Of course, not all is dark around us. Coca-Cola and IKEA have announced large investment plans, the tax authorities may go slow on Vodafone, and you might actually see some legislative action on economic reform during Parliament’s monsoon session. And even if some carmakers are planning to pull back production to cope with rising inventories, the Sensex ended the first six months of 2012 up nearly 12 per cent, and a Reuters poll saw it rising further to 18,500 by year-end: that would merely take it back to around where it stood in July 2011, but still…

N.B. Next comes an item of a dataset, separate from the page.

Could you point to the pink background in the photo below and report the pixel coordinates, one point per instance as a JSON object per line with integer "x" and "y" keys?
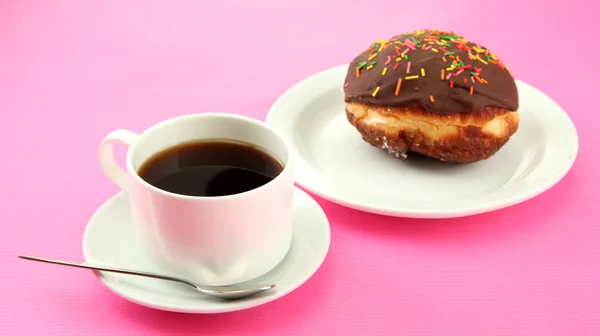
{"x": 71, "y": 71}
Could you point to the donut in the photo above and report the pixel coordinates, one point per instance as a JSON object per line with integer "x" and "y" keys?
{"x": 433, "y": 93}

At Business Today, which by the way has confirmed its position as India’s most-read business magazine and second-most-read business publication if you include all financial dailies and magazines, according to the latest Indian Readership Survey (thank you, loyal readers), we do not believe in being unduly gloomy. Executive Editor Suveen Sinha discovered there was plenty of good spirit in the world of mergers and acquisitions and private equity when he travelled to Mumbai and tracked down a number of smaller investment banks that dart about our financial markets gorging on the plankton while the whales scour the seas for krill. Read his upstart cover story from page 58.
And in the same upbeat spirit, we take a good look at what India is doing – and needs to do in infrastructure. Business Today’s reporters write about land acquisition, highways, airports and power. Yes, we need upwards of $1 trillion in investments for take-off, and you will get a good idea of the challenge from our package starting on page 40.
Senior Editor Anand Adhikari has written two interesting stories in this issue. The first (page 80) profiles Prakash Bajpai, whose Tikona Digital has big ambitions in 4G or mobile broadband. He is up against very big competitors like Mukesh Ambani’s Reliance Infotel and Sunil Mittal’s Bharti Airtel. The second (page 20) spots a disturbing trend – the rise in corporate debt restructuring that could presage a sharp rise in banks’ non-performing assets. There are other very good trend stories-don’t miss G. Seetharaman and Rajiv Bhuva on shareholder activism over intra-group mergers (page 70) and Suman Layak’s look at Japanese finance companies’ interest in India (page 76).